In 2010, Pope Benedict XVI appointed Cardinal Ouellet to serve as Prefect for the Congregation of Bishops, one of the highest ranking posts in the Roman Curia. There he advises the Pope on appointments to the episcopacy and other areas concerning Church governance involving bishops.
Cardinal Ouellet noted Pope Francis’ visit in 2013 to the Island of Lampedusa to mourn the deaths of Africans who had drowned in the Mediterranean in the hands of ruthless traffickers; he mentioned Pope Francis’ visit to Bangladesh on behalf of the persecuted Rohingyas; and the Holy Father’s concern for the South American migrants headed to the United States to find families members who are already naturalized or threatened with deportation.

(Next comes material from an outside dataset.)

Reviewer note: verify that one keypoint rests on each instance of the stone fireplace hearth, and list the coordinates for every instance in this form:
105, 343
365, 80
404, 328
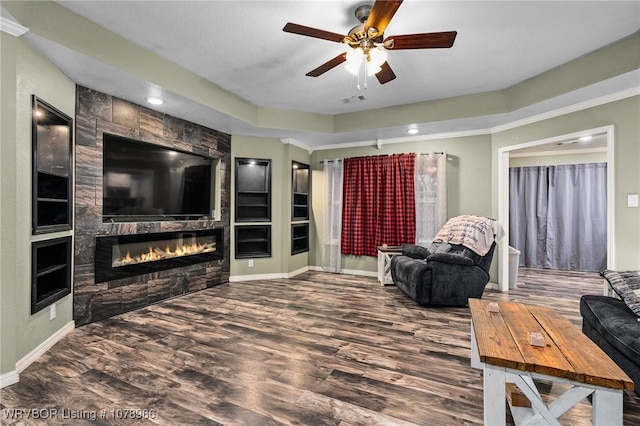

“Let us carry in prayer those migrants and refugees to whom we do not remain indifferent, despite the temptation to ignore them or repress them so as not to be disturbed in our peace and comfort,” the Cardinal said during the Mass celebrating the Feast of St. Anne and St. Joachim, the parents of the Virgin Mary. “The family that welcomes us to this sanctuary, the Holy Family, of which Saint Anne is the grandmother, teaches us to take to heart the destiny of the great human family.”
“How can it be otherwise, since the Child God who has fallen to him transcends all boundaries of race, colour, culture and religion?” he said. “Jesus Christ brings to humanity, and first of all to the poorest, the good news of the hope of salvation. It involves in its mission its human family whose names have been honored for centuries on the banks of the great St. Lawrence River: St. Mary and St. Joseph, St. Anne and St. Joachim, the parents of Jesus who were waiting for the consolation of Israel.”
Cardinal Ouellet spoke briefly with journalists after the Mass and reiterated the Pope Francis message of concern for migrants and refugees.
“As Pope Francis’ close collaborator, I invite the people of Canada to have an attitude of welcome,” and to “help integrate” migrants and refugees “who arrive under circumstances of great difficulty.”
In the first six months of 2018, 25,710 people have sought asylum in Canada, including 10,744 illegal or “irregular” border crossers who have mostly entered Canada through Quebec. Quebec has seen the great number of asylum seekers coming to regular points of entry by land, sea or air at 8,605 to Ontario’s 3,485. The Cardinal said he celebrated the Mass to in thanksgiving for his 50 years of priestly ministry. “It is a moment of great joy and gratitude for me,” he said.
Cardinal Ouellet, was ordained in La Motte, in Quebec’s Abitibi Region in 1968. A Sulpician, he spent many years as a missionary in South America training seminarians. He is also president of the Pontifical Commission for Latin America, a job he has held since his appointment as prefect.